Get a same sized drive (or larger) and just dd it? I used to do that all the time, even to Windows installs, if I knew a drive was starting to become unreliable. I'd advise mounting the original/donor drive as read-only to mitigate any potential data losses while transferring. But dd makes a perfect bit for bit copy of any partitions, drives, etc that you feed it. Just don't get the inputs/outputs backwards! And always remember: dd stands for "disk destroyer" because if you get it wrong, bye-bye data.
You should do backups for cases like that. And mind that harddisks might fail and laptops and phones can get stolen, you might want to backup your data regardless if it's important to you.
The trick with 'dd' is to pay attention to the destination. "of=" is the one thing to worry about. If you make a mistake there, it'll overwrite somehing. Everything else isn't as critical. And you can use some graphical interfaces like Clonezilla. It's the same thing there: pay attention to what you're overwriting... But the GUI might make it easier to use an understand what you're doing.
There's an old article on the Arch wiki I used to use HERE. For simplicity I'd just always use section 2.2. Hasn't ever steered me wrong, but I'm also under no illusions that no digital data is sacred. And if it IS sacred, then it's already backed up under the 3-2-1 approach. Just make sure you know which device is which so you don't mix up "if" and "of". There's probably significantly more user friendly ways of doing it, but I guess I'm old now so I'm stuck in my ways.

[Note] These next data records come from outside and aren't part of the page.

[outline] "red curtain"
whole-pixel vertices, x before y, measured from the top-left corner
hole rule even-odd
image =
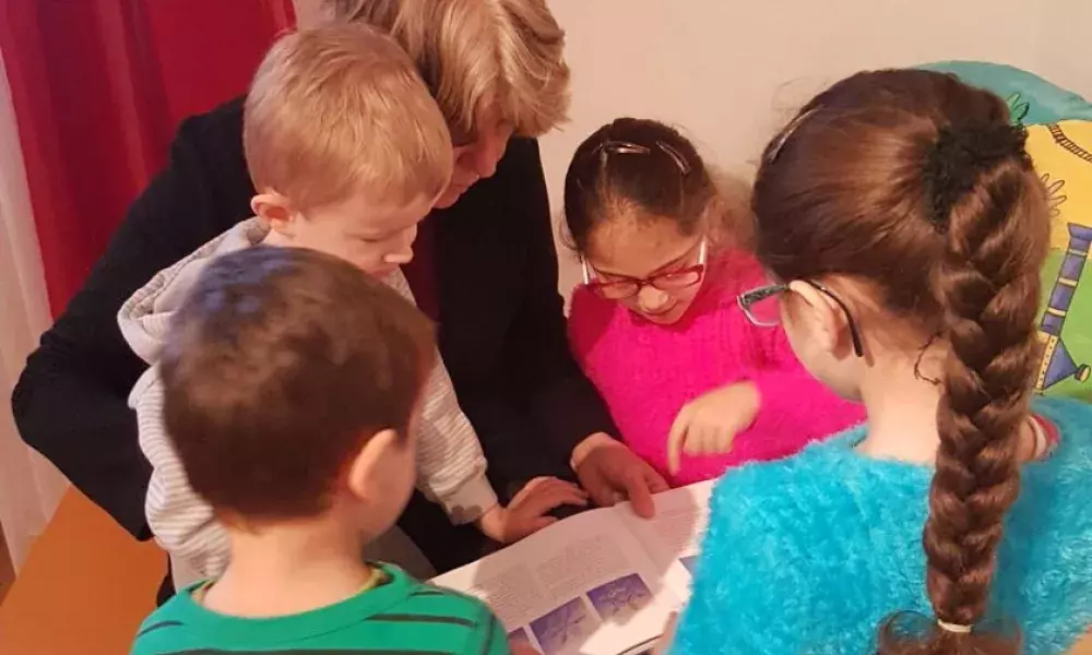
[[[290,0],[0,0],[55,315],[163,166],[178,123],[244,94],[294,21]]]

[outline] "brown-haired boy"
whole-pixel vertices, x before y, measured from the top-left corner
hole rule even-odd
[[[164,417],[232,560],[149,617],[132,653],[507,653],[477,600],[360,559],[413,489],[435,353],[420,312],[335,257],[210,263],[164,343]]]

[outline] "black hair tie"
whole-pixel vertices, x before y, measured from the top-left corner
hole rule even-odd
[[[1010,157],[1020,157],[1030,166],[1026,140],[1023,126],[972,123],[940,128],[924,170],[933,227],[948,234],[952,207],[974,189],[984,171]]]

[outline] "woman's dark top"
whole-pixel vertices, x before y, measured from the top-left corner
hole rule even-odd
[[[242,102],[182,123],[167,168],[133,203],[15,386],[20,433],[122,526],[147,536],[150,466],[127,396],[146,365],[121,338],[121,303],[161,269],[251,215]],[[513,139],[497,174],[422,224],[407,277],[439,323],[440,353],[498,488],[566,469],[584,437],[615,433],[566,341],[538,144]]]

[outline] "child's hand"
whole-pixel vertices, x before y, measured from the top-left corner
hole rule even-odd
[[[688,455],[712,455],[732,450],[736,434],[755,422],[761,397],[753,382],[736,382],[714,389],[679,410],[667,436],[667,467],[678,473],[679,460]]]
[[[483,514],[478,527],[490,539],[511,544],[556,523],[549,512],[565,504],[587,507],[587,493],[572,483],[537,477],[520,489],[507,508],[496,505]]]

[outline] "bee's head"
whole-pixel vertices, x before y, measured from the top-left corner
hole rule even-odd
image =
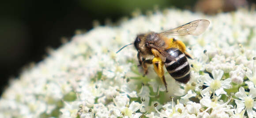
[[[133,44],[134,44],[134,47],[137,51],[139,51],[139,44],[141,42],[142,38],[144,37],[145,35],[144,34],[141,34],[137,35],[137,37],[135,39],[135,41]]]

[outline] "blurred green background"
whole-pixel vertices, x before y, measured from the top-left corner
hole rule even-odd
[[[139,9],[145,14],[157,7],[200,11],[214,15],[249,6],[246,0],[14,0],[0,4],[0,94],[11,77],[23,67],[47,55],[46,47],[57,48],[61,39],[70,40],[75,31],[89,30],[95,20],[104,25],[131,17]]]

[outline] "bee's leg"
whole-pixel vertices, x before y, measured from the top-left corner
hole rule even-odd
[[[139,60],[139,65],[138,65],[138,66],[142,66],[142,68],[144,70],[143,77],[144,77],[145,75],[147,73],[147,63],[152,64],[152,59],[146,60],[145,58],[141,56],[139,52],[138,52],[137,57],[138,58],[138,60]]]
[[[191,56],[191,55],[189,54],[189,53],[188,53],[188,52],[184,52],[184,54],[185,54],[185,55],[186,55],[186,57],[189,58],[189,59],[193,59],[193,58],[192,58],[192,56]]]
[[[138,52],[137,54],[137,58],[138,58],[138,60],[139,60],[139,65],[138,65],[138,66],[141,66],[142,64],[142,56],[140,55],[140,53]]]
[[[166,88],[166,92],[168,92],[167,86],[165,76],[164,75],[164,72],[163,68],[164,66],[163,62],[160,57],[154,57],[152,60],[153,65],[154,65],[154,71],[161,79],[161,81],[163,82]]]

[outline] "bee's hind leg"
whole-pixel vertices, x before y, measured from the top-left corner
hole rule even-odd
[[[163,68],[164,66],[163,62],[160,57],[154,57],[153,59],[152,62],[154,71],[158,76],[160,77],[161,81],[163,82],[166,87],[166,92],[168,92],[168,91],[167,90],[166,81],[164,75],[164,72]]]

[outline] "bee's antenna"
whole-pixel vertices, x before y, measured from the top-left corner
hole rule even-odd
[[[133,44],[133,43],[131,43],[131,44],[127,44],[127,45],[124,45],[124,47],[122,47],[122,48],[121,48],[120,49],[119,49],[118,51],[117,51],[117,52],[116,52],[116,53],[118,53],[118,52],[120,52],[120,51],[121,51],[121,50],[122,49],[123,49],[124,48],[126,47],[126,46],[128,46],[128,45],[131,45],[131,44]]]

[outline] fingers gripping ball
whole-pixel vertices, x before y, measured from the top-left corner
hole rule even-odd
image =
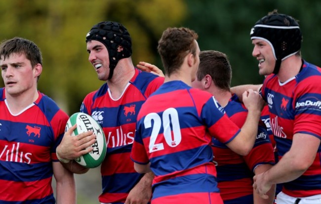
[[[83,113],[76,113],[73,114],[68,120],[65,132],[76,123],[77,127],[74,130],[72,135],[77,135],[91,130],[97,137],[96,142],[91,146],[93,147],[93,150],[76,159],[75,161],[87,168],[96,167],[103,162],[106,153],[106,138],[103,129],[91,116]]]

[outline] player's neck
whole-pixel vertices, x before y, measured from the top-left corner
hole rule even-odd
[[[181,81],[190,86],[192,86],[192,68],[183,64],[180,68],[172,73],[170,76],[165,75],[164,82],[173,81]]]
[[[232,97],[232,93],[229,91],[218,88],[213,89],[211,93],[215,97],[215,99],[222,107],[226,106],[230,99]]]
[[[302,59],[295,55],[285,59],[281,63],[280,71],[278,73],[279,80],[284,82],[289,79],[296,76],[302,66]]]
[[[135,68],[132,64],[120,63],[117,65],[113,77],[107,82],[113,98],[119,98],[120,96],[134,75]]]
[[[29,89],[19,94],[8,94],[6,91],[5,98],[10,111],[14,115],[33,104],[38,98],[39,94],[37,89]]]

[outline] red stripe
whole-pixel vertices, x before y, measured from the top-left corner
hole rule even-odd
[[[152,199],[153,204],[223,204],[218,193],[193,193]]]
[[[105,193],[99,196],[99,200],[100,203],[107,203],[120,202],[125,203],[128,193]]]
[[[23,201],[40,199],[53,193],[52,177],[40,181],[15,182],[0,179],[0,200]]]
[[[1,161],[22,162],[29,164],[50,162],[51,161],[51,158],[48,156],[51,154],[49,147],[22,142],[19,142],[18,145],[17,142],[5,140],[1,140],[1,143],[3,147],[0,152]],[[27,160],[28,158],[30,161]]]

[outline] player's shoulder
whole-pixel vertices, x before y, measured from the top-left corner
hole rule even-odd
[[[4,100],[4,87],[0,88],[0,101]]]
[[[144,84],[154,81],[163,82],[164,79],[163,77],[160,77],[158,75],[149,72],[143,72],[135,68],[135,75],[130,81],[134,84]]]
[[[35,104],[41,110],[48,121],[51,121],[53,119],[56,118],[67,121],[69,118],[67,113],[51,98],[40,92],[39,93],[39,97]]]
[[[104,83],[99,89],[91,91],[86,95],[84,100],[94,100],[96,98],[105,95],[108,90],[107,83]]]

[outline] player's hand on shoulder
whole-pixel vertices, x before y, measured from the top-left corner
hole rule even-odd
[[[248,89],[243,93],[243,103],[247,110],[262,111],[264,106],[264,101],[257,91]]]
[[[164,77],[162,71],[156,66],[145,62],[139,62],[137,68],[144,72],[150,72],[160,77]]]
[[[95,143],[96,136],[92,131],[72,135],[77,125],[73,125],[65,133],[61,142],[57,147],[56,152],[62,159],[74,160],[92,151],[91,145]],[[86,149],[88,147],[90,147]]]

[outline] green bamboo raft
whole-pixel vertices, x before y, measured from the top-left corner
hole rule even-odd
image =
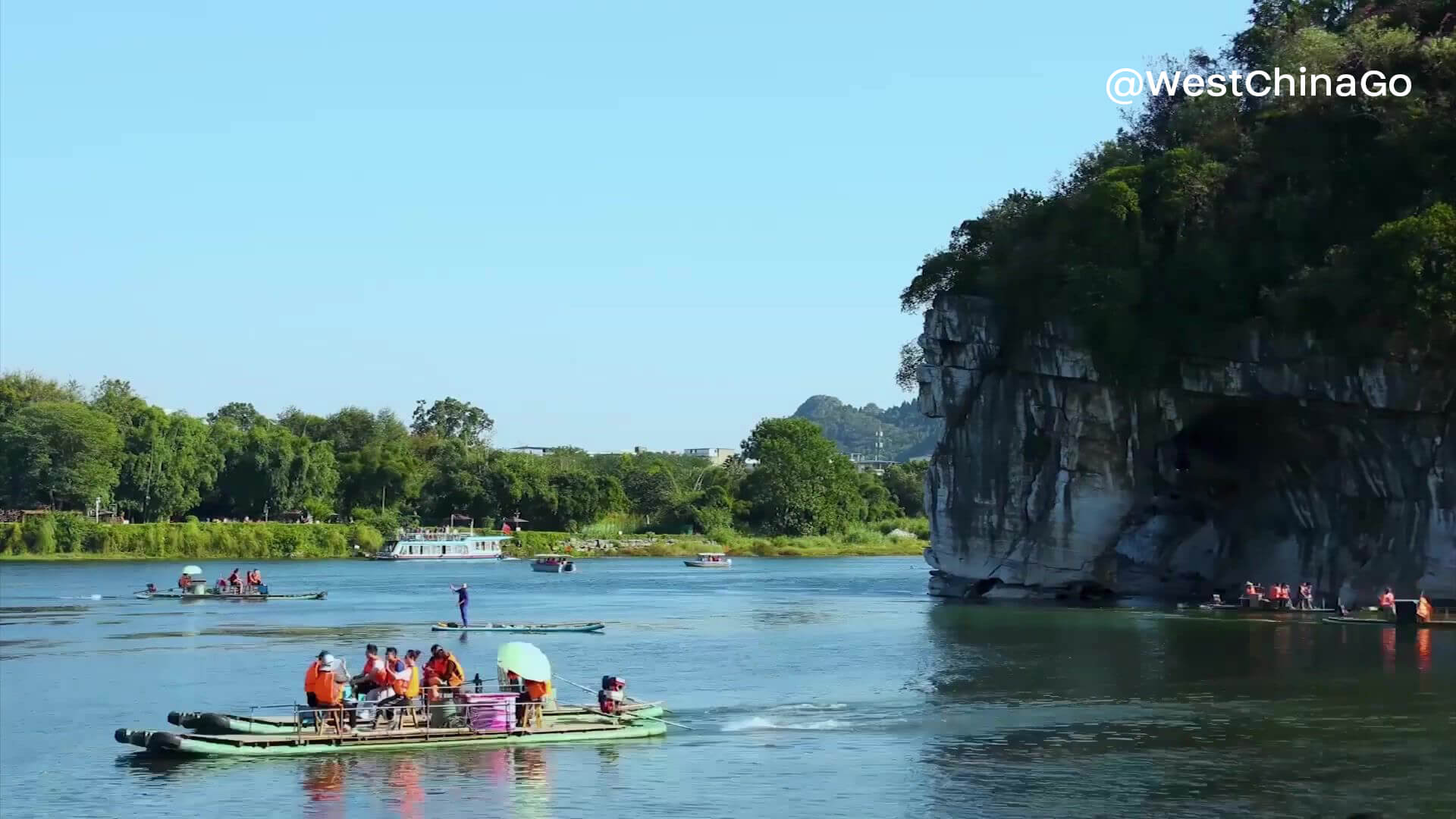
[[[304,711],[309,713],[309,711]],[[598,711],[585,705],[559,705],[543,713],[546,720],[556,717],[590,717]],[[625,717],[661,717],[661,702],[628,702],[622,707]],[[262,736],[293,736],[300,730],[312,732],[313,718],[304,717],[240,717],[236,714],[218,714],[213,711],[172,711],[167,721],[183,727],[192,733],[224,736],[224,734],[262,734]]]
[[[282,734],[199,734],[172,732],[130,732],[116,729],[115,739],[151,753],[183,756],[300,756],[344,753],[351,751],[399,751],[421,748],[499,748],[508,745],[545,745],[553,742],[601,742],[662,736],[667,724],[657,720],[616,720],[604,716],[579,716],[514,732],[479,733],[460,729],[402,729],[379,732],[296,732]]]

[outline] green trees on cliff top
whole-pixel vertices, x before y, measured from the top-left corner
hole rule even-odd
[[[1379,70],[1409,76],[1409,95],[1144,95],[1051,191],[1013,191],[952,230],[901,305],[989,296],[1012,334],[1070,318],[1099,370],[1123,379],[1158,377],[1178,351],[1251,319],[1338,350],[1450,356],[1449,15],[1439,0],[1255,3],[1220,57],[1169,61],[1169,76]]]
[[[392,532],[408,520],[466,514],[494,526],[515,512],[531,529],[578,530],[603,519],[658,532],[750,529],[824,535],[919,514],[909,482],[856,472],[820,428],[770,418],[740,459],[712,466],[668,453],[546,456],[489,446],[491,417],[464,401],[419,402],[412,423],[347,407],[288,408],[268,418],[233,402],[205,420],[165,412],[130,383],[89,395],[29,375],[0,376],[0,509],[89,510],[95,498],[131,520],[278,519],[307,512]],[[614,533],[614,532],[613,532]]]

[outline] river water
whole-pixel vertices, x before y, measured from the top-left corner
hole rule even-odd
[[[181,564],[0,565],[0,815],[1456,813],[1456,631],[936,602],[914,558],[258,565],[274,592],[329,597],[137,600]],[[475,621],[609,627],[431,632],[462,580]],[[293,759],[157,759],[112,739],[169,729],[172,710],[298,700],[325,648],[358,670],[365,643],[440,641],[491,678],[505,640],[593,691],[625,676],[693,730]]]

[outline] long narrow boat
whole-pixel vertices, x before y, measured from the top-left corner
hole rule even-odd
[[[1248,612],[1248,614],[1273,614],[1273,615],[1315,615],[1315,614],[1331,614],[1340,609],[1265,609],[1258,606],[1241,606],[1238,603],[1201,603],[1198,606],[1206,612]]]
[[[482,625],[460,625],[456,622],[437,622],[430,631],[513,631],[517,634],[549,634],[553,631],[601,631],[607,624],[590,622],[486,622]]]
[[[306,711],[307,713],[307,711]],[[546,718],[556,717],[591,717],[598,716],[600,711],[594,708],[587,708],[585,705],[558,705],[556,708],[547,708],[543,716]],[[626,717],[661,717],[662,704],[661,702],[628,702],[622,707],[622,714]],[[249,734],[296,734],[300,730],[313,730],[313,718],[288,717],[242,717],[236,714],[217,714],[213,711],[172,711],[167,714],[167,721],[173,726],[189,729],[194,733],[202,734],[232,734],[232,733],[249,733]]]
[[[135,745],[153,753],[194,756],[298,756],[306,753],[341,753],[348,751],[392,751],[419,748],[502,745],[542,745],[550,742],[598,742],[607,739],[641,739],[662,736],[667,724],[646,718],[569,717],[542,727],[513,732],[476,732],[460,729],[406,729],[379,732],[296,732],[282,734],[202,734],[172,732],[132,732],[116,729],[116,742]]]
[[[138,600],[322,600],[329,596],[328,592],[304,592],[301,595],[269,595],[269,593],[250,593],[250,595],[233,595],[217,592],[207,592],[198,595],[195,592],[134,592],[131,595]]]
[[[1334,625],[1385,625],[1389,628],[1456,628],[1456,619],[1434,619],[1430,622],[1395,622],[1373,616],[1326,616],[1324,622]]]

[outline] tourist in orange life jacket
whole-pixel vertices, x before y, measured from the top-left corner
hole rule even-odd
[[[518,679],[521,681],[521,692],[515,697],[515,724],[524,726],[526,708],[539,704],[542,698],[550,694],[550,683],[539,679]]]
[[[344,670],[344,663],[333,654],[323,654],[313,672],[313,704],[320,707],[342,705],[345,682],[348,682],[348,672]]]
[[[406,666],[405,660],[399,659],[399,651],[395,648],[384,648],[383,670],[386,679],[389,681],[389,686],[384,689],[389,692],[389,697],[379,701],[380,718],[390,720],[393,718],[393,711],[390,711],[390,708],[403,705],[409,701],[409,697],[406,697],[406,692],[409,691],[409,679],[414,673],[418,673],[418,669]]]
[[[604,676],[601,678],[601,691],[597,691],[597,708],[603,714],[617,714],[622,711],[622,701],[626,695],[622,692],[628,686],[628,681],[619,676]]]
[[[438,700],[441,697],[440,688],[454,692],[464,685],[464,667],[450,651],[440,646],[431,646],[430,662],[425,663],[425,685],[431,688],[431,698]]]
[[[354,685],[355,694],[368,694],[380,686],[383,678],[384,660],[379,657],[379,646],[370,643],[364,647],[364,670],[354,675],[349,682]]]
[[[314,685],[317,685],[316,678],[319,676],[319,669],[323,667],[325,660],[332,660],[328,651],[319,651],[319,656],[313,659],[309,670],[303,672],[303,695],[309,698],[309,705],[317,705],[319,697],[314,694]]]

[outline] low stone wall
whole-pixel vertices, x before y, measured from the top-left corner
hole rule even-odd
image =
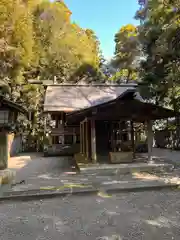
[[[131,163],[133,162],[132,152],[110,152],[111,163]]]
[[[52,145],[44,151],[44,156],[74,156],[79,153],[80,144],[72,145]]]

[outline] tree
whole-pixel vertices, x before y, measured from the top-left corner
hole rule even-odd
[[[132,24],[123,26],[115,34],[115,56],[112,65],[117,73],[112,80],[129,82],[137,80],[137,59],[139,56],[138,28]]]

Yeah i used this when i got an nvme and migrated from spinning disk on my machine. I dont remember the exact process, but it was fairly straightforward as i recall
Assuming the new drive is an equal size or larger: Boot from a USB drive and use dd to clone the old drive to the new one. Then, remove the old drive and boot from the new one. You'll also need to resize the partitions on the new drive if it's larger.
Take a reading of the drive health first with something like smartctl and if it has a lot of failing attributes, consider lowering the block size to something rather smaller like bs=512.
Edit: To elaborate, using the sync and noerror arguments will instruct dd to ignore errors and continue in the event of read failures, while allocating zeroes to the remainder of the block space. Which is also why smaller block sizes are better for potentially failing drives. The copy will take longer, but a single error won't take large swaths of data with it.
One thing people don’t often realize about dd is that it copies all the data from one drive to the other, including uuids that were written when the old drives filesystem were created.
For that reason it excels at cloning one’s boot disk, because when the old drive gets removed from the pc, the clone drives os says at some point during the boot process “okay, let’s mount the filesystem with uuid ABC123 at /“ and it works.
Dd is also not the best tool for cloning disk that you intend to leave hooked up because if you do it’ll put the poor host os in a “I’m seein’ double here, four spidermen!” Type situation.
I was also one of those people who didn't realize that it copied UUIDs. I only figured that out, because I imagined that I'd have to update the fstab to point to the UUIDs of the partitions on the new drive.
Linux is pretty forgiving. You don't even need to use dd, if you know what you are doing you can create a totally new partitioning format and just copy the files. Since getting the fstab just right in that case is more error prone, just using dd is simpler. If using dd, don't worry, you can resize partition afterwards.
If it were me, I'd do a fresh minimal install of the same OS, boot to the livecd and then delete pretty much everything except for /etc and /boot. I'd then cp -ar all my files from the failing drive and then manually merge /etc back. I say manually merge because most things would get replaced by my old files, but I'd manually modfify my fstab to keep the new partition information and add my extra mounts after it. Maybe that's just me though. You can also just dd and then resize partitions if necessary.
You can partition your drive identically and rsync your directorys over. Rsync will keep all softlinks and hardlinks. You made need to reinstall grub tho.